Easy Bloomberg Interview Questions: Strategy Guide
How to tackle 391 easy difficulty questions from Bloomberg — patterns, time targets, and practice tips.
Bloomberg's easy interview questions focus on core data structures and fundamental algorithms. While labeled "easy," these problems test your ability to write clean, efficient, and correct code under pressure. They often mirror real-world data processing tasks common in financial software, such as parsing strings, manipulating arrays, or managing simple data relationships. Success here is about demonstrating fluency, not just finding a brute-force solution.
Common Patterns
Bloomberg's easy problems frequently test a few key areas. String and array manipulation is extremely common, involving tasks like validation, transformation, or searching. Another frequent pattern is basic hash table usage for counting or lookups to achieve O(n) time complexity. You'll also see simple linked list and binary tree traversals, as well as foundational two-pointer and sliding window techniques.
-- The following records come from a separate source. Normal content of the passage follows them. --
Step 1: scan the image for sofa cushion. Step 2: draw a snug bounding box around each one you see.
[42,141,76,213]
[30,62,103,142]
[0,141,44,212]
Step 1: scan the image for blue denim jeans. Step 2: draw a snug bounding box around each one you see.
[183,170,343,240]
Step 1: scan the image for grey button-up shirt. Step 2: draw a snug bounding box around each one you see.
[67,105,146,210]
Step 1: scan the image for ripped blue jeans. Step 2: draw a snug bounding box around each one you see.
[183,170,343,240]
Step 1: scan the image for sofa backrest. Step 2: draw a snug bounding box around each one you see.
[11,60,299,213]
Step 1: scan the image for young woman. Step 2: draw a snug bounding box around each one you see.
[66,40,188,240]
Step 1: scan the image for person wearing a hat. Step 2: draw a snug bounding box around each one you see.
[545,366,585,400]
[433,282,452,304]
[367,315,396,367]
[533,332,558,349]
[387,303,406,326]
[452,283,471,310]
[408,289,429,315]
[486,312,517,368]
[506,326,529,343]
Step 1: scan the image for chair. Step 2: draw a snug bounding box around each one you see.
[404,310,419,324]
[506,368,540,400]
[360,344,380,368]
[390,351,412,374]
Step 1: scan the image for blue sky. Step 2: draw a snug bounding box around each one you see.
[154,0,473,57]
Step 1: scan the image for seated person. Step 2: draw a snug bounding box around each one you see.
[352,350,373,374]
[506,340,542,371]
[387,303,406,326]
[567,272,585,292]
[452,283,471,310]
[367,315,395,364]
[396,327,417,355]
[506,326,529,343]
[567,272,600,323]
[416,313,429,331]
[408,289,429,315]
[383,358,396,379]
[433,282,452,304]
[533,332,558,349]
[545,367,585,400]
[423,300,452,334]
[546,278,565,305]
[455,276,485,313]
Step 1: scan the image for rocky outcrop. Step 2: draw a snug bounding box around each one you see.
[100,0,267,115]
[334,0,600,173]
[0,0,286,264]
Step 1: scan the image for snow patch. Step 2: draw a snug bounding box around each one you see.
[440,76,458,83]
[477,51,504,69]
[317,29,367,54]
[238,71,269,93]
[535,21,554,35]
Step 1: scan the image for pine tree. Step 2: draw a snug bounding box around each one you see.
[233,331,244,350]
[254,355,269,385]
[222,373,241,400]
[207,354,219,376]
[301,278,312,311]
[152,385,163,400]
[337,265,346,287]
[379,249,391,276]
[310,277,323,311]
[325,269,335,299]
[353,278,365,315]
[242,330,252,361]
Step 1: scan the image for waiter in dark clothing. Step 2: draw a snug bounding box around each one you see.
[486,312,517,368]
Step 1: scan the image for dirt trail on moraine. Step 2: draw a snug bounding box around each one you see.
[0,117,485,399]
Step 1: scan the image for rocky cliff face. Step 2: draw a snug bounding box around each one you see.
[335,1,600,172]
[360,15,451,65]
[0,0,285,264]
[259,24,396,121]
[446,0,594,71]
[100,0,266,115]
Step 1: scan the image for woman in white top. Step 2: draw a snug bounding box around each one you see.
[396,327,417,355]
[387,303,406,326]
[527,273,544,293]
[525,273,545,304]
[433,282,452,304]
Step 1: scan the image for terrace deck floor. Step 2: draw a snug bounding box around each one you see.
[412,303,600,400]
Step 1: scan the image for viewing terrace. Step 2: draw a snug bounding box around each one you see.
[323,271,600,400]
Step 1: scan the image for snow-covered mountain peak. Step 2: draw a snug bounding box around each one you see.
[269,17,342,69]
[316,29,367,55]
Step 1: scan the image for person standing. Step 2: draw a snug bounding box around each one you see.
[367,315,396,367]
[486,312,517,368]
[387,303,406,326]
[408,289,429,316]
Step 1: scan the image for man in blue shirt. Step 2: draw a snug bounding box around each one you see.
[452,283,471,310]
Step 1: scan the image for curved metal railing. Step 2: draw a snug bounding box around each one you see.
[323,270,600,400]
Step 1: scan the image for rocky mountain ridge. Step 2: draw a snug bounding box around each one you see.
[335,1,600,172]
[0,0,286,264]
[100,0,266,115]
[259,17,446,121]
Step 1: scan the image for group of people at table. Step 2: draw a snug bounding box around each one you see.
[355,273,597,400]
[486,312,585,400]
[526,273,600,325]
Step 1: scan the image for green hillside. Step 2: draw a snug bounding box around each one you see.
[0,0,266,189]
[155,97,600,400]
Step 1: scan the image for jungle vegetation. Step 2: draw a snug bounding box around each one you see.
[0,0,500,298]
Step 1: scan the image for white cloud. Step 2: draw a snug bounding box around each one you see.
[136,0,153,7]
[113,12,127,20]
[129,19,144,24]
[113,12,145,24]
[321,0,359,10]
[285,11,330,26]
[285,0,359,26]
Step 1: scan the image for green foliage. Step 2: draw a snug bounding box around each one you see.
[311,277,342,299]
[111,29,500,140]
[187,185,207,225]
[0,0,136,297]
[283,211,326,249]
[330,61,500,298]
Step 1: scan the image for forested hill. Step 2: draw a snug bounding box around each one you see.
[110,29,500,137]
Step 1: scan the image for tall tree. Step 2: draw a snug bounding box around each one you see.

# Example: Two Sum (Hash Table pattern)
def two_sum(nums, target):
seen = {}
for i, num in enumerate(nums):
complement = target - num
if complement in seen:
return [seen[complement], i]
seen[num] = i
return []
Time Targets
For an easy Bloomberg question, you should aim to solve it within 10-15 minutes. This includes understanding the problem, discussing your approach, writing the code, and walking through test cases. The first 2-3 minutes should be for clarifying questions and outlining your logic. The next 5-8 minutes are for writing clean, syntactically correct code. Reserve the final 2-4 minutes for testing with edge cases (empty input, single element, large values) and discussing time/space complexity. If you exceed 15 minutes without a working solution, you risk appearing unprepared.
Practice Strategy
Don't just solve for the correct output. Practice verbalizing your thought process aloud as you code. When practicing, implement each problem in at least two languages you're comfortable with. Focus on writing code that is readable and requires no explanation—use clear variable names and avoid clever one-liners. After solving, immediately analyze the time and space complexity. Finally, identify the core pattern (e.g., "this is a sliding window problem") and connect it to similar questions to build mental categories.